I might suggest that you check into joining a club that has hogs. These are usually found adjacent to the rivers like Escambia/Conecuh,Alabama,Yellow,Shoal,etc. Hogs can be hunted year round if the club allows it,they are plentiful,and most other hunters in the club despise hogs(??). 

There is one club that I know of on the west side of Escambia River that is overrun with hogs,the unintelligent board of directors will not allow it's members to hunt them except certain times of the year,and the president loves to whine about the hogs destruction to the club. If you need the name of this club and/or it's president,I will be glad to pass this along to you in a PM. I would highly suggest that you DO NOT join this club. ---SAWMAN


----------



## ScullsMcNasty (Oct 4, 2007)

talk to Nickie Roth at Archery Outfitters.. i went on a DEER hunt last year at his GA property and was told that i could kill as many hogs as i wanted.. me, my dad and brother ended up with 7 pigs in 2.5 days of deer hunting. i also missed 2 more and could have shot more than that but we were trying to kill deer too. ended up coming home with 2 nice bucks too. and a coyote, missed a bobcat and found the right half of a 10pt shed from the previous year


----------



## BOGIA (Oct 7, 2007)

Dont worry sawman.ill keep there hog and deer poulation down for them.i dont have measuring sticks on my plots to measure the hogs like they do.ill let them keep them fat for me till they cross the line.


----------



## SAWMAN (May 24, 2010)

10-4 to that BOGIA. You oughta move a couple feeders up close. 

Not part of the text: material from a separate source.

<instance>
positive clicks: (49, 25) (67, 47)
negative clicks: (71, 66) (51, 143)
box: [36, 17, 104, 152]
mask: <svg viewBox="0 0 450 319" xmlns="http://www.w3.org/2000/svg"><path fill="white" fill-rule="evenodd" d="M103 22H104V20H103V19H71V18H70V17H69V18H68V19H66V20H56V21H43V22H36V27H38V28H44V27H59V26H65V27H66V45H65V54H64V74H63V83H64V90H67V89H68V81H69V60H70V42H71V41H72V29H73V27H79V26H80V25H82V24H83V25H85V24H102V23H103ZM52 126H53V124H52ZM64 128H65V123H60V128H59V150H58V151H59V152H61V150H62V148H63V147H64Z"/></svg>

Heck,they can't even shoot if they are not in their shooting house. So very glad I am in the club that I am in now. ----SAWMAN


----------



## delta dooler (Mar 6, 2008)

I do some semi guided wild hog hunts in the Mobile river delta, I am actually mentioned in the October issue of Alabama Game and Fish Magazine for hunting wild pigs.
http://www.alabamagameandfish.com/hunting/AL_0910_01/index.html 
I offer 1/2 and full day hunts and can accommodate either archery or rifle hunts. Most hunts are spot and stalk, but occasionally will get in a stand and wait on em. Since all the property I hunt is public land, my hunts are not 100% guaranteed, but you do have a better chance than not of getting an opportunity to harvest a pig. if interested give me a call @ 251-680-2915

Bryan Sullivan


----------



## EverolUSA (Dec 26, 2007)

Delta Dooler,

How much per 1/2 and whole day? In by boat or car? Is there a time of year that offers higher odds. What do mean by semi-guided?


----------



## delta dooler (Mar 6, 2008)

Anytime is a good time, I prefer early season since they havent been too pressured, and are generally easier to find.

All hunts are boat in, what I mean by semi guided is , depending on the area I may drop a hunter off at a stand site and return later, some areas I may actually have to lead the hunter in to a spot that may be holding pigs, and depending on the hunters experience level, may have to provide some "coaching" as in "what" and "when" to do something.

my half day hunts run $125 and are from daylight till noon, and my all day hunts run $200 and are from daylight till dark.


----------